At the time the cleaning company employees came to the office, the parish staff knew that Fr. Kowal’s dog was in the rectory outside of his crate. They were aware that the dog was very protective of his home, and there was a risk that the dog would bite a stranger entering the rectory without his owner present. The staff were aware that years ago the dog had been threatened by a person who happened to be African American, causing the dog to be somewhat more agitated initially around strangers with darker skin, until the dog gets to know them. The replacement employee who was planning to enter the rectory was an African American person the dog had never met. A parish staff member told the women that she was concerned about them entering the rectory because “Fr. Jacek’s dog is kinda racist.”

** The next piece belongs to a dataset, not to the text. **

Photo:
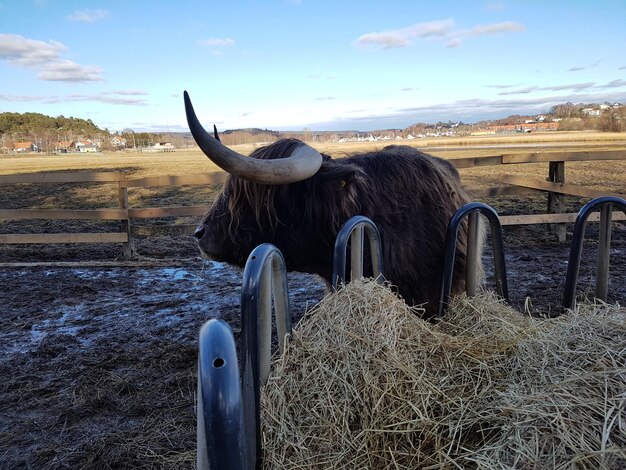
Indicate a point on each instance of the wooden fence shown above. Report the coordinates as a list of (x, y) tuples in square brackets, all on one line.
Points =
[(508, 184)]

Although the parish staff member’s choice of words was highly unfortunate and imprecise – they were not motivated by racial animus. Rather, the concern by all involved was the safety of these women, one of whom was a stranger to the dog, and they knew that attempting to crate the dog would be dangerous when its owner was not present. Their concern was to prevent the cleaning company employees from being injured. And the parish staff were aware that in 2017 Fr. Kowal had been bitten on the hand by the dog while trying to crate him in an agitated state.
The cleaning company employees interpreted this incident as a pretext by Fr. Kowal, motivated by a desire not to have an African American housekeeper. This is simply not true. In fact, at his previous assignment as pastor, Fr. Kowal employed an African American housekeeper the entire five years he was pastor.
In conclusion, after our thorough investigation, I find these particular allegations of racial discrimination to be unfounded. As bishop, I wish to emphasize that all human persons are created in the image of the one God and enjoy an equal dignity. Therefore, all forms of racial discrimination are sinful and wrong. What occurred at Incarnation, however, simply was not a case of racial discrimination.
Most Reverend David P. Talley
That sounds like a reasonable and logical explanation of what happened.
We are in a new era of McCarthyism. Only this time it’s not Communists that politicians see everywhere, it’s racist.
Today being charged with racism is about the most heinous slur that can be hurled. It is also one of the most difficult to deny. How do you deny a negative?
That’s what makes it so damnable for media and eager Democrats to accuse anyone they don’t like of being racist.
It will reach a tipping point, just as the McCarthy hearings did, but we’re not there yet.